In [22]:
from tqdm import tqdm, tnrange
import json
import pandas as pd
import os

import utils
import parsers

# Parse training XML file

In [2]:
Training = parsers.TrainingParser('../resources/WSD_Evaluation_Framework/Training_Corpora/SemCor/semcor.data.xml')

Training.create_vocab(input_vocab_path = "../resources/semcor.input.vocab.json",
                      pos_vocab_path = "../resources/semcor.pos.vocab.json",
                      left_out_vocab_path = "../resources/semcor.leftout.vocab.json",
                      subsampling_rate=1e-4,
                      min_count=5)

# converting eval datasets

In [3]:
dir_ = "../resources/WSD_Evaluation_Framework/Evaluation_Datasets"
eval_datasets = [i for i in os.listdir(dir_) if i.startswith("se")]
eval_datasets

['semeval2013', 'semeval2015', 'senseval3', 'semeval2007', 'senseval2']

In [21]:
for name in eval_datasets:
    print("Dataset: {}".format(name))
    
    path = os.path.join(dir_, name)
    gold_file = [i for i in os.listdir(path) if i.endswith('gold.key.txt')][0]
    gold_file = os.path.join(path, gold_file)
    print("using {}".format(gold_file))

    df = utils.parse_evaluation(gold_file = gold_file,
                                babelnet2wordnet = '../resources/babelnet2wordnet.tsv',
                                babelnet2wndomains = '../resources/babelnet2wndomains.tsv',
                                babelnet2lexnames = '../resources/babelnet2lexnames.tsv')
    base = gold_file.split(".gold.key.txt")[0]

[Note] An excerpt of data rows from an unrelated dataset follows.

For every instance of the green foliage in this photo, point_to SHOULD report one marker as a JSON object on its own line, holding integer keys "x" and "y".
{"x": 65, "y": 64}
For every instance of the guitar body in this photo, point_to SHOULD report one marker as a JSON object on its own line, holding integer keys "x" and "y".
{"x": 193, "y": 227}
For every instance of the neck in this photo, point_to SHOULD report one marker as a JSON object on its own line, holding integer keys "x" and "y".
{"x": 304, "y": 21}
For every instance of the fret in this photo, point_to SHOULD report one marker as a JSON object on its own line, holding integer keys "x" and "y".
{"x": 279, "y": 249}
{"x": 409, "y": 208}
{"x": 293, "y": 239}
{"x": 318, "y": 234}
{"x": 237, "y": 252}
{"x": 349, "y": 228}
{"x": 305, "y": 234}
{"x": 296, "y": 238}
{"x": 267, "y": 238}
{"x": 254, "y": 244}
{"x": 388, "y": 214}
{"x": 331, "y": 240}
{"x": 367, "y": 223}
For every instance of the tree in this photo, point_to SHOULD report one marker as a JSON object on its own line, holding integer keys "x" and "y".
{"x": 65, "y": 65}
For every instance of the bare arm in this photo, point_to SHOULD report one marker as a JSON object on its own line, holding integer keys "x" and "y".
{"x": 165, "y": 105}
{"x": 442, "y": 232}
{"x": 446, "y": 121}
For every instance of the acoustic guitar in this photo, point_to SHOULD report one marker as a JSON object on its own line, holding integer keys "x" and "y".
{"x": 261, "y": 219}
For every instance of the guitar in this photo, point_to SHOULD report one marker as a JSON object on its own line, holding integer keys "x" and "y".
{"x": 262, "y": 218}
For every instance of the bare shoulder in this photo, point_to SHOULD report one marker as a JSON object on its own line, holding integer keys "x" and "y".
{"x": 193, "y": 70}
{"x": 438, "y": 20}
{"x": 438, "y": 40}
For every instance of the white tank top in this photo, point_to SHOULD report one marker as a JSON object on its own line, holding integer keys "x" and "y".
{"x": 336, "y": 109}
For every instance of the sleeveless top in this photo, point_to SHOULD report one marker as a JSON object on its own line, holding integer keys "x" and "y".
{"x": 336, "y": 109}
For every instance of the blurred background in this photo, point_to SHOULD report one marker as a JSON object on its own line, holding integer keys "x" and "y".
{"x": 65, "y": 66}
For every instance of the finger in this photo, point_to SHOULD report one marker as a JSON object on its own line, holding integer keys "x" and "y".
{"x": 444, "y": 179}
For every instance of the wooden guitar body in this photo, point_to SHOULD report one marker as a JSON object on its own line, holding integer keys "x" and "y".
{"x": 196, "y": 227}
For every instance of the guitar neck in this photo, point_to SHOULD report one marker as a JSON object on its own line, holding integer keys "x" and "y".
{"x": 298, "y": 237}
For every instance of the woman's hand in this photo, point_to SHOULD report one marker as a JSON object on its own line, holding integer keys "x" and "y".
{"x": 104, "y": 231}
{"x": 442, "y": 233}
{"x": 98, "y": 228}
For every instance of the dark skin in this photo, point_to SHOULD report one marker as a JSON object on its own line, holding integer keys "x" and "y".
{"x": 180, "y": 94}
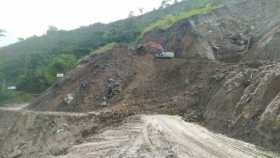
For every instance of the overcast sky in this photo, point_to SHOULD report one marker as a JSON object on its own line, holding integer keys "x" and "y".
{"x": 24, "y": 18}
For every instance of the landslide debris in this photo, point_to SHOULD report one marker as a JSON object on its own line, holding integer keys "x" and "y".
{"x": 162, "y": 136}
{"x": 225, "y": 76}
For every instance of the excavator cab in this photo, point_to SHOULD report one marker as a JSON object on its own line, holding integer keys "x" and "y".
{"x": 165, "y": 55}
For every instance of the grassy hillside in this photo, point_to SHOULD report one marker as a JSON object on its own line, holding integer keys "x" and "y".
{"x": 33, "y": 63}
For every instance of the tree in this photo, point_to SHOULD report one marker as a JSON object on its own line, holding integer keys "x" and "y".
{"x": 2, "y": 32}
{"x": 20, "y": 39}
{"x": 131, "y": 14}
{"x": 52, "y": 29}
{"x": 141, "y": 11}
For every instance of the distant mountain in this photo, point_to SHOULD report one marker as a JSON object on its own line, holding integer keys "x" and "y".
{"x": 31, "y": 64}
{"x": 7, "y": 39}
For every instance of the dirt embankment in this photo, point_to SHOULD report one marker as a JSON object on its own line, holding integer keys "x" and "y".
{"x": 215, "y": 80}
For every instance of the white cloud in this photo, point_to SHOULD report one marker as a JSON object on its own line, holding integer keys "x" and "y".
{"x": 24, "y": 18}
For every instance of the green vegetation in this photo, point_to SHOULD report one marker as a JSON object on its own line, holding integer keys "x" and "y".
{"x": 32, "y": 64}
{"x": 104, "y": 48}
{"x": 170, "y": 20}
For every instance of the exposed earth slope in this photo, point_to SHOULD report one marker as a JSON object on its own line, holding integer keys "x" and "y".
{"x": 225, "y": 76}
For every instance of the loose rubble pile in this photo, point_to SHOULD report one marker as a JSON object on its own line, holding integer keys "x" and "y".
{"x": 225, "y": 76}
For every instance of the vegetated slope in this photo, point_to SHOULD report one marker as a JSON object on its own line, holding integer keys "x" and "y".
{"x": 32, "y": 59}
{"x": 215, "y": 78}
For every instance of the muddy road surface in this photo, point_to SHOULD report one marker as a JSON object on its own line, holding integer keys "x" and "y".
{"x": 162, "y": 136}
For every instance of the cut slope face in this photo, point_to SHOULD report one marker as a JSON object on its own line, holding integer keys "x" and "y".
{"x": 162, "y": 136}
{"x": 240, "y": 99}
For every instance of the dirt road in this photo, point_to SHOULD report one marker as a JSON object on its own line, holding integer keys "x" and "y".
{"x": 162, "y": 136}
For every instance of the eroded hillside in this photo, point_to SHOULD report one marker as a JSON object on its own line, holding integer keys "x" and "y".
{"x": 225, "y": 76}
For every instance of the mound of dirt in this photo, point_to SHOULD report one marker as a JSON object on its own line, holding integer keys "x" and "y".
{"x": 215, "y": 79}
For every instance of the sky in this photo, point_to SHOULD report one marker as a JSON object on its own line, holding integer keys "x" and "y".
{"x": 25, "y": 18}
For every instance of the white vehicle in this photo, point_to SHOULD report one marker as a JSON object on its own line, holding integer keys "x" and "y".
{"x": 166, "y": 55}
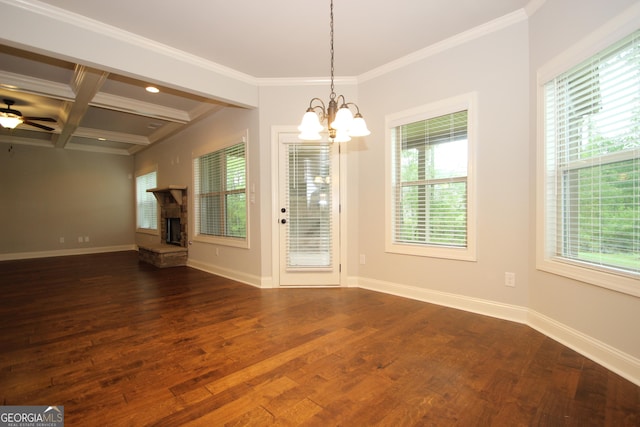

    df[['sentence_idx', 'babelnet']].to_csv(base+".gold.babelnet.txt", header=None, index=None, sep=' ')
    df[['sentence_idx', 'wordnet_domains']].to_csv(base+".gold.wordnet_domains.txt", header=None, index=None, sep=' ')
    df[['sentence_idx', 'lexicographer']].to_csv(base+".gold.lexicographer.txt", header=None, index=None, sep=' ')
    
    

Sensekey to Wordnet 1:   3%|▎         | 50/1644 [00:00<00:03, 491.94it/s]

Dataset: semeval2013
using ../resources/WSD_Evaluation_Framework/Evaluation_Datasets/semeval2013/semeval2013.gold.key.txt


Sensekey to Wordnet 1: 100%|██████████| 1644/1644 [00:02<00:00, 652.83it/s]
Sensekey to Wordnet 1:  17%|█▋        | 169/1022 [00:00<00:00, 1663.22it/s]

NA is 2.3%
Dataset: semeval2015
using ../resources/WSD_Evaluation_Framework/Evaluation_Datasets/semeval2015/semeval2015.gold.key.txt


Sensekey to Wordnet 1: 100%|██████████| 1022/1022 [00:00<00:00, 2405.48it/s]
Sensekey to Wordnet 1:   0%|          | 0/1850 [00:00<?, ?it/s]

NA is 26.1%
Dataset: senseval3
using ../resources/WSD_Evaluation_Framework/Evaluation_Datasets/senseval3/senseval3.gold.key.txt


Sensekey to Wordnet 1: 100%|██████████| 1850/1850 [00:01<00:00, 1177.68it/s]
Sensekey to Wordnet 1:  18%|█▊        | 84/455 [00:00<00:00, 829.68it/s]

NA is 19.9%
Dataset: semeval2007
using ../resources/WSD_Evaluation_Framework/Evaluation_Datasets/semeval2007/semeval2007.gold.key.txt


Sensekey to Wordnet 1: 100%|██████████| 455/455 [00:00<00:00, 1252.94it/s]
Sensekey to Wordnet 1:  10%|▉         | 222/2282 [00:00<00:00, 2219.11it/s]

NA is 1.8%
Dataset: senseval2
using ../resources/WSD_Evaluation_Framework/Evaluation_Datasets/senseval2/senseval2.gold.key.txt


Sensekey to Wordnet 1: 100%|██████████| 2282/2282 [00:01<00:00, 1619.62it/s]


NA is 31.4%


# Gold output vocab (training file semcor)

In [None]:
# df = utils.parse_evaluation(gold_file = "../resources/WSD_Evaluation_Framework/Training_Corpora/SemCor/semcor.gold.key.txt",
#                             babelnet2wordnet = '../resources/babelnet2wordnet.tsv',
#                             babelnet2wndomains = '../resources/babelnet2wndomains.tsv',
#                             babelnet2lexnames = '../resources/babelnet2lexnames.tsv')

In [None]:
# for net in ['WordNet', 'BabelNet', 'WordNetDomain', 'LexNames']:
#     output_vocab = df[net].dropna().unique()
#     output_path = "../resources/semcor.vocab.{}.json".format(net)
#     print(output_path)
# #     with open(output_path, 'w') as f:
# #         f.write('\n'.join(output_vocab))
#     with open(output_path, 'w') as f:
#         json.dump(list(output_vocab), f)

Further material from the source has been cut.